05 to 0.4%. 5. The method according to claim 1, wherein the emulsifier is octylphenoxypolyethoxyethanol having 10 to 30 oxyethylene units. 6. The method according to claim 1, wherein the protective colloid is a mixture of two or more copolymers of vinyl acetate and vinyl alcohol having an average vinyl acetate content of 11 to 14 mol%. 7. The method according to claim 1, wherein the amount of protective colloid is 2.5 to 5% based on the weight of the emulsion. 8. The method according to claim 1, wherein the ethylene content is 10 to 25% by weight of the copolymer. 9. The method of claim 1, wherein the copolymer emulsion also contains 0.5 to 5% by weight of an ethylenically unsaturated acid or salt thereof in the copolymer. 10. exhibiting excellent performance in the thickening response test and dilution precipitation test and having an ethylene content of 5 to 40% by weight, and (a) at least one emulsifier in an amount of 0 to 0.5% by weight of the total emulsion; and (b) a protective colloid in an amount of 2.0 to 5.0% by weight of the total emulsion (the protective colloid consists essentially of a copolymer of vinyl acetate and vinyl alcohol, the average vinyl acetate content being 11 to 14 mol%). An aqueous emulsion of a vinyl acetate-ethylene copolymer, characterized in that it is copolymerized in the presence of 11. The thickening factor was 8 in the thickening response test.
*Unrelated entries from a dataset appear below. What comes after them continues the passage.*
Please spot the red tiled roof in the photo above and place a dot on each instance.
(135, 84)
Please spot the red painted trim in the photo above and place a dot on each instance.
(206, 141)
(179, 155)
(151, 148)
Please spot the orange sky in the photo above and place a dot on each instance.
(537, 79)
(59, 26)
Vinyl acetate according to claim 10, which is
Ethylene copolymer/aqueous emulsion. 12. The aqueous vinyl acetate-ethylene copolymer emulsion according to claim 10, wherein the diluted precipitate is 1% or less in the diluted precipitate test. 13. The amount of emulsifier used is 0 based on the emulsion weight.
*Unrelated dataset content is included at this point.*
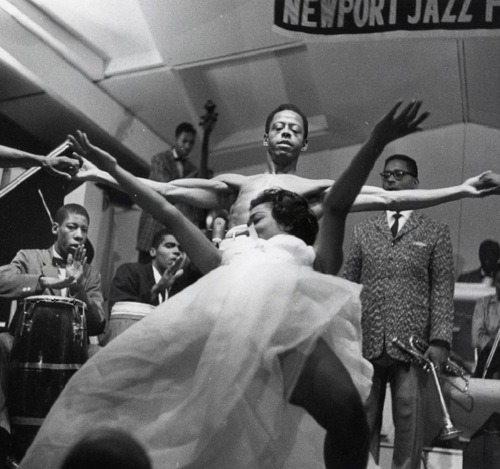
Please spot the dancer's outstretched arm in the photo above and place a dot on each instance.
(338, 202)
(201, 193)
(60, 165)
(200, 250)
．． 11. The vinyl acetate-ethylene copolymer aqueous emulsion according to claim 10, wherein the vinyl acetate-ethylene copolymer aqueous emulsion has a content of 0.05 to 0.4%. 14. The vinyl acetate-ethylene copolymer aqueous emulsion according to claim 10, wherein the emulsifier is octylphenoxypolyethoxyethanol having 10 to 30 oxyethylene units. 15. The vinyl acetate-ethylene copolymer according to claim 10, wherein the protective colloid is a mixture of two or more copolymers of vinyl acetate and vinyl alcohol having an average vinyl acetate content of 11 to 14 mol%.・
Aqueous emulsion. 16. The vinyl acetate-ethylene copolymer aqueous emulsion according to claim 10, wherein the amount of protective colloid is 2.5 to 5% based on the weight of the emulsion. 17. Vinyl acetate according to claim 10, wherein the ethylene content is 10 to 25% by weight of the copolymer.
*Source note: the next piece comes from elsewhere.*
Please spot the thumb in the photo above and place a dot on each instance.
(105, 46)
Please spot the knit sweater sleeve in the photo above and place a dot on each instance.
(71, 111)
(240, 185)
Ethylene copolymer/aqueous emulsion. 18. The aqueous vinyl acetate-ethylene copolymer emulsion according to claim 10, wherein the copolymer emulsion also contains 0.5 to 5% by weight of an ethylenically unsaturated acid or salt thereof in the copolymer. 19, exhibiting excellent performance in thickening response tests and dilution precipitation tests, having an ethylene content of 5 to 40% by weight, and containing (a) at least one emulsifier in an amount of 0 to 0.5% by weight of the total emulsion; (b) Protective colloid in an amount of 2.0 to 5.0% by weight based on the total amount of the emulsion (the protective colloid consists essentially of a copolymer of vinyl acetate and vinyl alcohol, and the average vinyl acetate content is 11 to 14 mol%) A laminate, characterized in that it consists of a support and a continuous coated surface, which are adhered to each other by an aqueous emulsion of a vinyl acetate-ethylene copolymer copolymerized in the presence of .).